2) Was the star already dead ?


----------



## zr2bs4 (Nov 18, 2011)

No the star is still alive. It ate another star about 2 weeks ago. I thought the star was starving to death because it had lost part of two arms so I let the urchin eat it before it buried itself and died. Looks like it has developed a taste for meat.


----------



## J_T (Mar 25, 2011)

The star was dying. Your sand bed is way too clean for sand sifting stars. And if you had more than one, they would eat everything very fast. 

Was the urchin really eating it would be my question. Or did you happen upon a urchin moving over the sand/star?

Posted with my Xperia, using Tapatalk 2


----------



## RR37 (Nov 6, 2012)

J_T said:


> The star was dying. Your sand bed is way too clean for sand sifting stars. And if you had more than one, they would eat everything very fast.
> 
> Was the urchin really eating it would be my question. Or did you happen upon a urchin moving over the sand/star?
> 
> Posted with my Xperia, using Tapatalk 2


^ that's kinda where I was going.
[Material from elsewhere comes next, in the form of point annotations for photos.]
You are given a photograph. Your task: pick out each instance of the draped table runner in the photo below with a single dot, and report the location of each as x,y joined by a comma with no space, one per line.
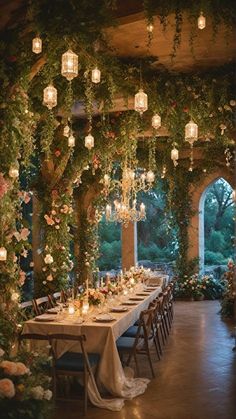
101,338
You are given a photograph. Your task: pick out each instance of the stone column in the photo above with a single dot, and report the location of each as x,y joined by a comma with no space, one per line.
129,245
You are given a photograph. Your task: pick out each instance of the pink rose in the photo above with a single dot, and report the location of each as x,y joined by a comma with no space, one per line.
7,388
21,369
9,367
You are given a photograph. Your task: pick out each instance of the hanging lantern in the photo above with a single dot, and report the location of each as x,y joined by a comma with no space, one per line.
191,132
71,141
37,45
201,22
96,75
156,121
89,141
150,27
3,254
66,131
141,101
14,172
175,155
69,65
50,96
150,176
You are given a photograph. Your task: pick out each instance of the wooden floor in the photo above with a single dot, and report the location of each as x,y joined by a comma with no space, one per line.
194,380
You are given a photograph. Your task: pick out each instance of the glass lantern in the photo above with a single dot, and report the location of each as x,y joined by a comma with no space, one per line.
141,101
201,22
96,75
174,155
89,141
50,96
71,140
13,172
69,65
191,132
37,45
150,176
156,121
3,254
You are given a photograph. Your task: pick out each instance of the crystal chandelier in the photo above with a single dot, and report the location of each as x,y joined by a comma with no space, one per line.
125,210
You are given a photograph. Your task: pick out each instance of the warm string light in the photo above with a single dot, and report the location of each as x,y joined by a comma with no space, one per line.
50,96
156,121
37,45
69,65
201,22
96,75
175,155
89,141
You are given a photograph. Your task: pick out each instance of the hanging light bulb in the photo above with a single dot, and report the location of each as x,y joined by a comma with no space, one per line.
50,96
150,27
156,121
141,101
96,75
71,140
14,172
66,131
175,155
201,22
191,132
89,141
69,65
150,176
3,254
37,45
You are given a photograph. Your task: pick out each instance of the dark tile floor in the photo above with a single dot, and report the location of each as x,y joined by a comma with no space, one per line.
194,380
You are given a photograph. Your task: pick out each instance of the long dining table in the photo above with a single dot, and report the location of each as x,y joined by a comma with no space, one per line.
101,338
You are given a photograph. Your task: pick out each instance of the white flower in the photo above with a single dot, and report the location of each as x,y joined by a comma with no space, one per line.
48,259
37,393
47,395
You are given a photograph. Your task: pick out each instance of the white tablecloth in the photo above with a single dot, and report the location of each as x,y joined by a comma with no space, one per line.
101,338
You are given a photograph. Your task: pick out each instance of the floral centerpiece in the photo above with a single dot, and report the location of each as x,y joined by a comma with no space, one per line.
228,301
24,387
95,296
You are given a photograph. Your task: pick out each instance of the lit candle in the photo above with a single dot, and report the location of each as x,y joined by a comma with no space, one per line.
71,309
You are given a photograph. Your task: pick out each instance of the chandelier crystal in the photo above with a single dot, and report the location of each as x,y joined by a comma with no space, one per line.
156,121
191,132
37,45
141,101
96,75
50,96
69,65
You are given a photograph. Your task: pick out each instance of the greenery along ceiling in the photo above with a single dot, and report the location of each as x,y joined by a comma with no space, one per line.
32,136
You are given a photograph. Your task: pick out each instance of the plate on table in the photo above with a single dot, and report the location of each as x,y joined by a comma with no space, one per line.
104,318
119,309
53,310
45,318
136,298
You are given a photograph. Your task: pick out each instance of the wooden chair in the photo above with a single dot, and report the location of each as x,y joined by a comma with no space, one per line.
40,305
26,310
55,298
73,363
139,344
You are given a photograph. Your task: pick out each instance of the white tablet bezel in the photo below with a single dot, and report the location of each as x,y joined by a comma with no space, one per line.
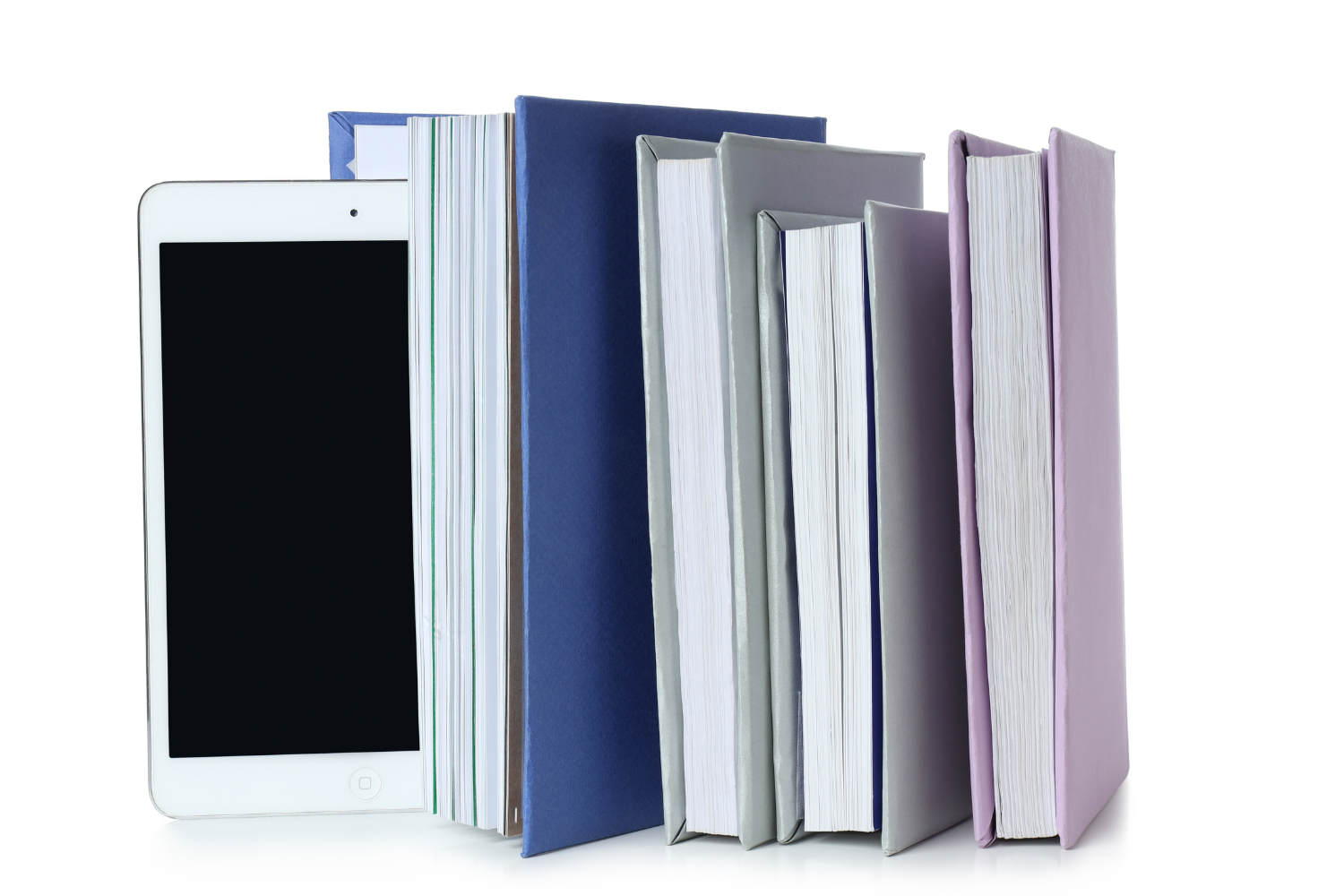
241,211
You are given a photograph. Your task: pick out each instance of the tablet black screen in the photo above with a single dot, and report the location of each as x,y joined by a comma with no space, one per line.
288,498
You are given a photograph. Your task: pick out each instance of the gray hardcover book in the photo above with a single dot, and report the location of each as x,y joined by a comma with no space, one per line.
785,672
926,778
762,174
648,151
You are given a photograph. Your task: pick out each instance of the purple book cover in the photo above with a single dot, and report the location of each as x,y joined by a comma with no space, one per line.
1091,740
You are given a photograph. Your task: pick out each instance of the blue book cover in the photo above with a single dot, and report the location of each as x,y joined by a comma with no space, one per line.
590,720
340,136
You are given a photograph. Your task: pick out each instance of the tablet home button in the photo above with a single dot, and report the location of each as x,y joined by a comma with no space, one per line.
365,783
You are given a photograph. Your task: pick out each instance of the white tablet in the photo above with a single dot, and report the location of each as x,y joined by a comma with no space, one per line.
279,520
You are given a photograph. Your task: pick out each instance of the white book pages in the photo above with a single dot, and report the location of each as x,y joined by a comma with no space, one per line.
459,171
693,332
1015,481
828,432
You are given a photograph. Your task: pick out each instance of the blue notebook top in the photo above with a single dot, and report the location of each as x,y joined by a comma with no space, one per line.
591,728
340,136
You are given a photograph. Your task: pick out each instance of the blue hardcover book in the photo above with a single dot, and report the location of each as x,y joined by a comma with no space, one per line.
589,761
340,136
591,727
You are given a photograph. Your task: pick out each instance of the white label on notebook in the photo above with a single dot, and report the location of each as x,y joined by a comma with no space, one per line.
381,152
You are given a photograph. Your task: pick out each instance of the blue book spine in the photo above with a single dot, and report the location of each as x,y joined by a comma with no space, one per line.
340,136
591,729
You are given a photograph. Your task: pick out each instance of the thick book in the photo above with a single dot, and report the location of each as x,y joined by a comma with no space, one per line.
879,528
757,175
1064,626
575,622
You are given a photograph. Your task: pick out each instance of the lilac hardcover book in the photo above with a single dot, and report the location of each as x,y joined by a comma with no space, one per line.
1090,724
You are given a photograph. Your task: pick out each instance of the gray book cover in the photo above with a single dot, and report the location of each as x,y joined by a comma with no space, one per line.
926,763
785,669
666,642
768,174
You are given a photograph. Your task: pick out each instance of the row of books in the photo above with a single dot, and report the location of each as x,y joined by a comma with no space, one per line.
752,497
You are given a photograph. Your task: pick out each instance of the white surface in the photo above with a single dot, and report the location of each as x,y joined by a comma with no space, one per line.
691,273
1225,121
237,212
381,152
1015,511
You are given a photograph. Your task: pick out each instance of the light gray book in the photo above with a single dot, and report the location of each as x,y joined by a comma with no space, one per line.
785,670
765,174
895,263
926,778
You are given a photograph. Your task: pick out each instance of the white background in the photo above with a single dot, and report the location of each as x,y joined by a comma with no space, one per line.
1226,123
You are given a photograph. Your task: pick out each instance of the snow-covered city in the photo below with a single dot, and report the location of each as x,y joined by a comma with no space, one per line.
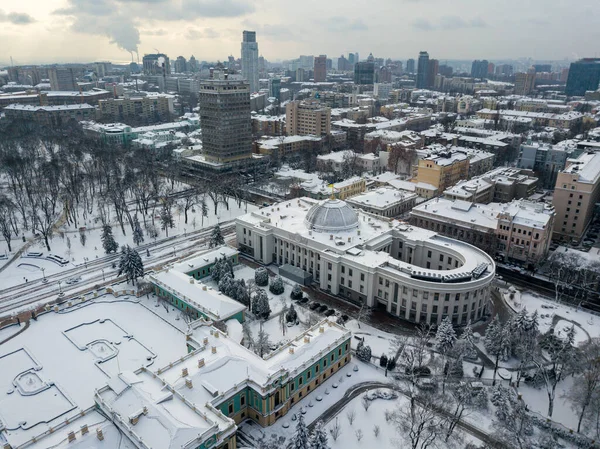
304,253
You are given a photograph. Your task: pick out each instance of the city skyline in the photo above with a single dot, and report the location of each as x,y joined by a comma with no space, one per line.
81,30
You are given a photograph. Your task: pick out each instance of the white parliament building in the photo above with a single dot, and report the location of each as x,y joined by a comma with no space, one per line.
412,273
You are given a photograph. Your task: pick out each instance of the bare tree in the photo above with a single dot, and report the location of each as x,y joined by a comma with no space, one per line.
351,415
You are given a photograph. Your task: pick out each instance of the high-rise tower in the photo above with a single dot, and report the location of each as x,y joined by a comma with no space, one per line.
250,59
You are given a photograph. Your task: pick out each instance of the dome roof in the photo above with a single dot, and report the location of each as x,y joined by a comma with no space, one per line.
331,216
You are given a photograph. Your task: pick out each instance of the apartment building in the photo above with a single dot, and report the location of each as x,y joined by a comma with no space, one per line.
149,108
307,118
576,194
518,231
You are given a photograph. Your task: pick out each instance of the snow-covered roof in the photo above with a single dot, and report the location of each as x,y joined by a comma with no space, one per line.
215,305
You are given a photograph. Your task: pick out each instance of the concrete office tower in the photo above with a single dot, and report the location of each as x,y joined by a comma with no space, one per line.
432,69
62,79
250,60
423,70
307,118
576,194
154,65
225,120
320,69
364,73
583,75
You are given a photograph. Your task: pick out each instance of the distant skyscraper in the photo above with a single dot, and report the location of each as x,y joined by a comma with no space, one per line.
275,88
225,120
423,70
433,69
364,73
62,79
180,65
154,65
250,59
479,69
525,82
584,75
320,69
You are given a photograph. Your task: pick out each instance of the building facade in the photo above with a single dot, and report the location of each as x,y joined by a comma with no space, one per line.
250,60
320,69
225,120
307,118
411,273
576,194
584,75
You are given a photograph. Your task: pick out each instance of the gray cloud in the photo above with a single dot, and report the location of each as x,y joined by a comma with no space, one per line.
448,23
119,19
340,24
16,18
195,33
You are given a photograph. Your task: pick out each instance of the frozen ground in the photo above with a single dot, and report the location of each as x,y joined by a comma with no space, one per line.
76,367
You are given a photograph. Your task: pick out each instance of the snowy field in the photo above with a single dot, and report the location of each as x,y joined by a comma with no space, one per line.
57,341
68,243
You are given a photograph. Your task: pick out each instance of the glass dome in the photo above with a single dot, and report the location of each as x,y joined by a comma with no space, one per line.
331,216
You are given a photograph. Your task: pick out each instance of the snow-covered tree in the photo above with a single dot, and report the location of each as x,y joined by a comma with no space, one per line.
291,316
363,352
216,237
261,277
166,218
445,336
319,437
260,304
277,286
138,234
497,342
130,264
300,439
108,240
296,292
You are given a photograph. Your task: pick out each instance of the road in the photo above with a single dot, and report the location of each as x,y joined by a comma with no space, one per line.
100,272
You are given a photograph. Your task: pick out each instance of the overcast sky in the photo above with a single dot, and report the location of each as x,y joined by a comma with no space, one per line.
45,31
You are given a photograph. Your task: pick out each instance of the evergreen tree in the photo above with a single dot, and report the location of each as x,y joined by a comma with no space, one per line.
260,304
300,439
291,316
319,438
277,286
108,240
130,264
166,218
138,234
296,292
261,277
445,336
216,238
363,352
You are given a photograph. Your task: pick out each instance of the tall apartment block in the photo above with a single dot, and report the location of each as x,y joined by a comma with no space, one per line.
583,75
250,60
576,194
62,79
423,70
320,69
307,118
225,120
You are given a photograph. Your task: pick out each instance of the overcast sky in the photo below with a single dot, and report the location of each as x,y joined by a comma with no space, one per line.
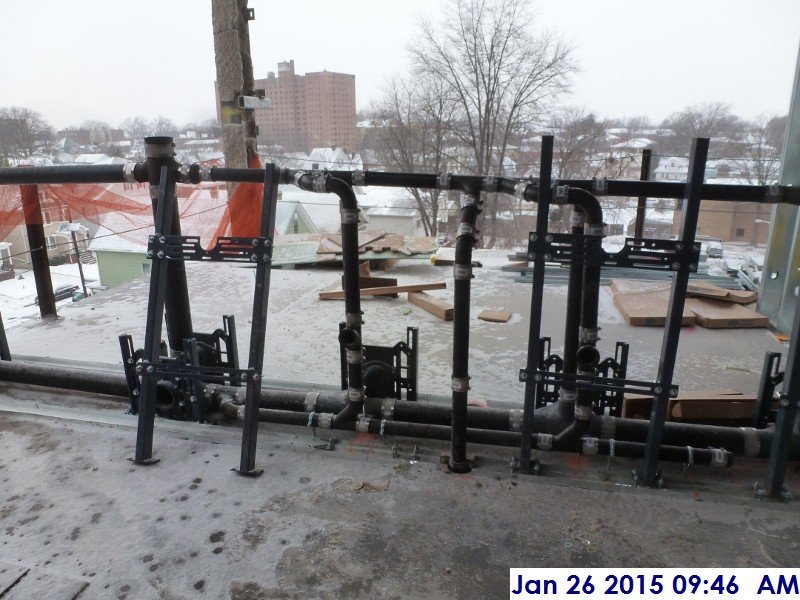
111,59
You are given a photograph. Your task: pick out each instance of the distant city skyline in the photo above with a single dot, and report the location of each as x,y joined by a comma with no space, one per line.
82,60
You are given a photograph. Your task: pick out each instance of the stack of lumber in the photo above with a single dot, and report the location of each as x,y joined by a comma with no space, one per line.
645,303
375,245
696,406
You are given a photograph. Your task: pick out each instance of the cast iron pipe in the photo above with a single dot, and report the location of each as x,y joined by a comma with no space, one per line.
742,441
462,275
160,152
350,336
684,454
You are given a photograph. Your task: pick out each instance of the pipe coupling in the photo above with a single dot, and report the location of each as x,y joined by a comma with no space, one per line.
544,441
460,384
355,357
387,409
521,188
358,178
349,215
466,229
583,413
590,446
588,335
463,272
127,172
719,458
356,394
600,185
568,395
311,401
353,319
608,427
593,229
515,416
752,443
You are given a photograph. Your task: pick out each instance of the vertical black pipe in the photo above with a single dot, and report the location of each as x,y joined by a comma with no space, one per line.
166,206
677,299
573,318
247,463
641,206
462,273
786,420
160,152
537,290
37,242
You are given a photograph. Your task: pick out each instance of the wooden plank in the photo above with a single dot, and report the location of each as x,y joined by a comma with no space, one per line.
40,584
705,289
379,291
9,575
715,314
436,306
648,309
725,407
495,316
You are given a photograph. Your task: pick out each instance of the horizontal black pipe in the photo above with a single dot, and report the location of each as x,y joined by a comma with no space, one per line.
684,454
634,430
70,174
653,189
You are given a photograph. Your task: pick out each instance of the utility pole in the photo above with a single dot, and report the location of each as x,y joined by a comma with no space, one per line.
234,79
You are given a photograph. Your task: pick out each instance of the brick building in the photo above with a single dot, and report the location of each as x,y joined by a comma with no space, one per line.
308,111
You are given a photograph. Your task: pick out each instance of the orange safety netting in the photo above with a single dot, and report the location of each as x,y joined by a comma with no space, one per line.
125,211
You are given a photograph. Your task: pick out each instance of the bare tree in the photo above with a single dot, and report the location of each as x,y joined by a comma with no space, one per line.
763,145
136,128
501,75
713,120
579,144
22,132
414,125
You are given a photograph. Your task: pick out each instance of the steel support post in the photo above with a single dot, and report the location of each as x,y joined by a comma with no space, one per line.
160,152
165,210
641,206
535,325
37,245
247,464
677,300
787,415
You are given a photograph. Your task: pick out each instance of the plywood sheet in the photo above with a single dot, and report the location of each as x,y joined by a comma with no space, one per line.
495,316
436,306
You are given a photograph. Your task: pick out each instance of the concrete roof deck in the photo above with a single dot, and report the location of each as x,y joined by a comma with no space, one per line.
355,522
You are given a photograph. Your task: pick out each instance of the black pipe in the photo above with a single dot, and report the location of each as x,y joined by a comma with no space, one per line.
568,391
74,174
177,311
350,337
462,274
37,243
742,441
682,454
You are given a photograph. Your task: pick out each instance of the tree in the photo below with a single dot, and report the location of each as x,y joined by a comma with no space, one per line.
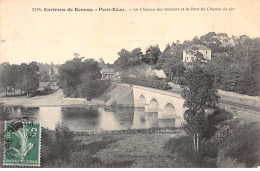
200,94
152,55
80,78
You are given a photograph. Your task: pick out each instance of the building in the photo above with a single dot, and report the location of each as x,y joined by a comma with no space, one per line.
107,73
192,53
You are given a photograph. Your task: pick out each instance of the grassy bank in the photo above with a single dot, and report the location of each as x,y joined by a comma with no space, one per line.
62,148
226,143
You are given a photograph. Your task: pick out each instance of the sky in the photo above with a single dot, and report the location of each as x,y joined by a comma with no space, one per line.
55,36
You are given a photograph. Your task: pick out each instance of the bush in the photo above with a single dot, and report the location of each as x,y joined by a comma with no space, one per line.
243,143
56,145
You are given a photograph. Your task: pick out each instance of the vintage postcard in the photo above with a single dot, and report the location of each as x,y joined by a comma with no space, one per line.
129,84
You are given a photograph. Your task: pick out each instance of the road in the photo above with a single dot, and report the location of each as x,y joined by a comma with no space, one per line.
241,106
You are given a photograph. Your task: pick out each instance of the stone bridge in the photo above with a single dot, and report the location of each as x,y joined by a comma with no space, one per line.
168,105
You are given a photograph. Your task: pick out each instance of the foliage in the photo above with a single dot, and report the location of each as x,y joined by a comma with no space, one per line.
200,94
235,61
57,145
24,77
82,79
241,142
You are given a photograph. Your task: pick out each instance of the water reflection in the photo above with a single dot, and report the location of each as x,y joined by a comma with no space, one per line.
84,119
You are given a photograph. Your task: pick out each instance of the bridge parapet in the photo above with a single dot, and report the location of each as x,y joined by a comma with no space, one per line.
168,105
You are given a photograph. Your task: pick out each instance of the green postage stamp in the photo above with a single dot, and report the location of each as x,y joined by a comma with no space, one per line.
22,143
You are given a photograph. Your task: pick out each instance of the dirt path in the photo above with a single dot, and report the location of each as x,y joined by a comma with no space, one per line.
55,99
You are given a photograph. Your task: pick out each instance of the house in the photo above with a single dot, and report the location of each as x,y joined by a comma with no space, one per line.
107,73
192,53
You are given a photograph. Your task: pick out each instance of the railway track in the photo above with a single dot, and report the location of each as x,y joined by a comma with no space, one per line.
255,108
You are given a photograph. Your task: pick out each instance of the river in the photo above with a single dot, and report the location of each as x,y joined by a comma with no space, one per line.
82,119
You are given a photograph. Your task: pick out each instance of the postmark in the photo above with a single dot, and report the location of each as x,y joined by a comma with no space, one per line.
22,143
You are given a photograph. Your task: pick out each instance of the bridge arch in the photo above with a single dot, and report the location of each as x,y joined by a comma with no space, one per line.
154,104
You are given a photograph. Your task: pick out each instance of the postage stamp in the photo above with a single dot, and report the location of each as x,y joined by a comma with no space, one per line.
22,143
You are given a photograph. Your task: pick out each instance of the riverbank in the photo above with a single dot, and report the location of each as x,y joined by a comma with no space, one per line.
112,150
116,95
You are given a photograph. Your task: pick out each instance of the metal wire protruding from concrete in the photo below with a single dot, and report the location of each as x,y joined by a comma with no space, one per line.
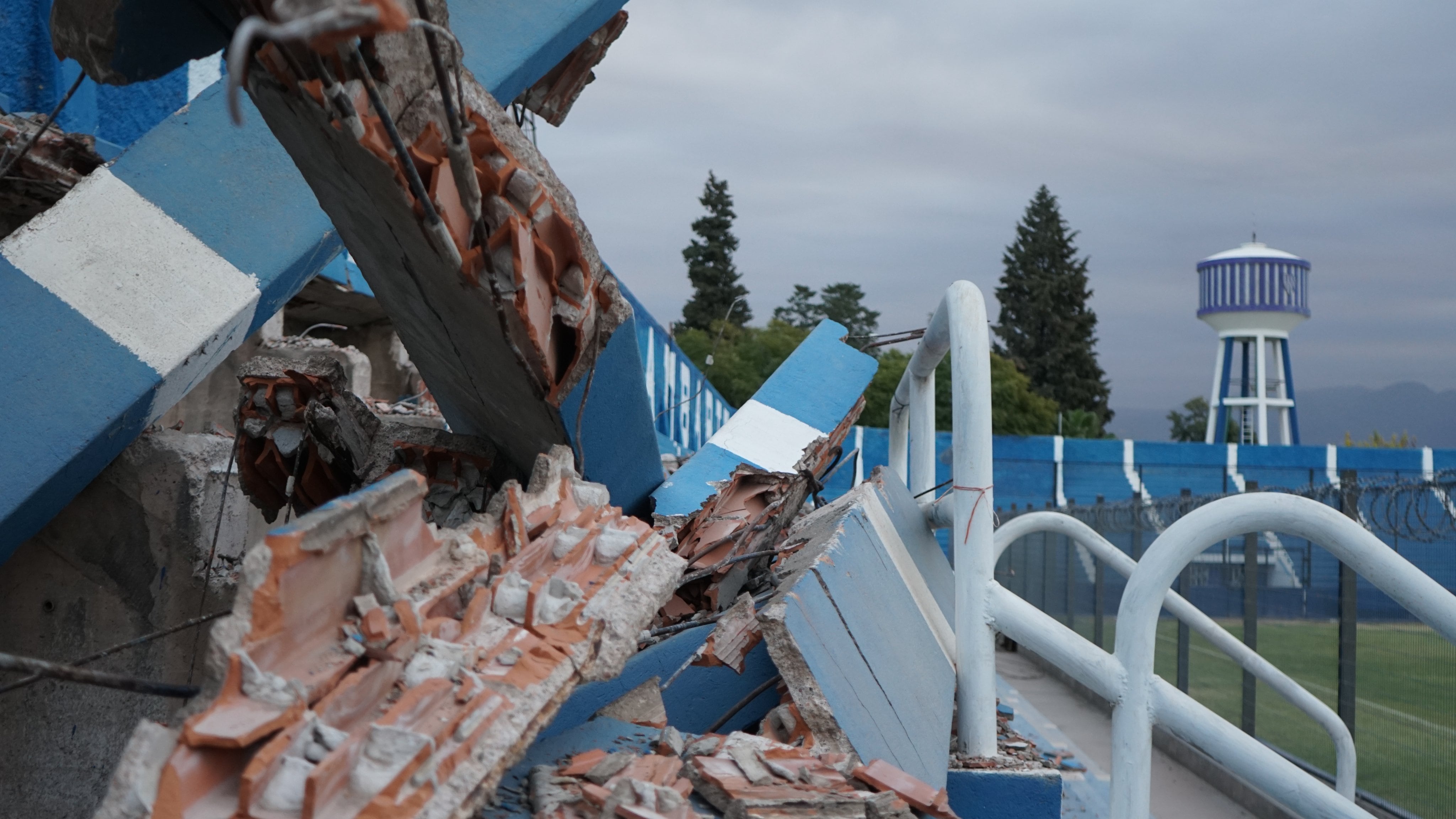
72,674
134,642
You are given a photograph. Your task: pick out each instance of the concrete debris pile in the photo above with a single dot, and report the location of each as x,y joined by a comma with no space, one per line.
506,303
732,505
1014,751
47,172
733,540
305,440
739,776
376,666
866,597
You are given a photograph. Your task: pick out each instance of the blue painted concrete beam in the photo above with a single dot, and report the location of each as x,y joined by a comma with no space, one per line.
130,290
618,443
857,611
694,702
235,232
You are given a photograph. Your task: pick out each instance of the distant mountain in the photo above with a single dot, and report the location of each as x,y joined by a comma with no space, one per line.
1327,414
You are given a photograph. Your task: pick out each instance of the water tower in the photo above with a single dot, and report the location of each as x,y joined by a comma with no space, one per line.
1253,296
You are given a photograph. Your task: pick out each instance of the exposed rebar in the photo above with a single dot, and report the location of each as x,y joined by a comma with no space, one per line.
72,674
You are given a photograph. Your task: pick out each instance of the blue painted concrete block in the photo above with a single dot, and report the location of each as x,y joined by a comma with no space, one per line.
858,613
605,734
1005,795
618,443
695,700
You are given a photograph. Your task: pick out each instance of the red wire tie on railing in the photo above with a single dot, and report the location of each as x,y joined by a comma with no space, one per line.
982,494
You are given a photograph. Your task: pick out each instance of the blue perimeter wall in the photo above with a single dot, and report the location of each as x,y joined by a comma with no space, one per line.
1026,476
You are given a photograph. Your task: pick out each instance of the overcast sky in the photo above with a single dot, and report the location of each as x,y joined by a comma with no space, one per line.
896,145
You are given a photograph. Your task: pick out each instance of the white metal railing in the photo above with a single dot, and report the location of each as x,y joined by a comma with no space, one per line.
959,328
1123,564
1126,678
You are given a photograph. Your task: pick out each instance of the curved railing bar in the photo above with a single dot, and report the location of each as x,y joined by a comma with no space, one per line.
1146,590
960,329
1246,757
1180,607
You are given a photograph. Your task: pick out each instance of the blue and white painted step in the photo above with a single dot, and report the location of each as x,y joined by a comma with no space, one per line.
806,399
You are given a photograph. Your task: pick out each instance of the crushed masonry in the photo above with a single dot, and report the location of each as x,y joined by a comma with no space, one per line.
376,666
739,776
468,241
1014,753
305,440
736,633
47,172
554,95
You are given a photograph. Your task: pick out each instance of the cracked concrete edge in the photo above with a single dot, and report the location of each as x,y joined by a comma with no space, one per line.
822,530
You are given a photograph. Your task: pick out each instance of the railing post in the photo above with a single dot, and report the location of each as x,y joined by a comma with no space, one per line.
1251,614
1183,635
973,534
1138,527
1184,582
1349,610
1046,569
1072,587
1098,584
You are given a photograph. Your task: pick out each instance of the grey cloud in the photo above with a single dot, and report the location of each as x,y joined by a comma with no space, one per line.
898,145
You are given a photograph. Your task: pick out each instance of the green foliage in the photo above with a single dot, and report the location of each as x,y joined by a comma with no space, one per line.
1015,409
745,359
710,264
1403,441
842,302
1193,425
1046,325
1082,424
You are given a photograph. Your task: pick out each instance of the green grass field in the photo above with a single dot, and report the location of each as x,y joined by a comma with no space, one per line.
1406,706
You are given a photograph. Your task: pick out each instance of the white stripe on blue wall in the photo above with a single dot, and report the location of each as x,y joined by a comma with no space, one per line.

Agreed.


----------



## Chromey (Sep 25, 2010)

WOW That sand Is spot-less.


----------



## pat3612 (Jan 29, 2008)

First off how big is your tank, its easy to say your sand is so clean, my sand is dirty at night but in the morning it spotless. I know my sandsifting starfish gets really hungry he gets on the glass, you can keep your tank too clean. I agree with the guys, he was probably dying I have urchins and they cant eat flesh their mouths are not made that way its imposable. Like the guys said he was munching on algae on the star fish or just moving over him. What else do you have in the tank fish wise.


----------



## Giancarlo (Aug 6, 2012)

i have had an urchin, eat some of my sps... so who knows what else they might eat.


----------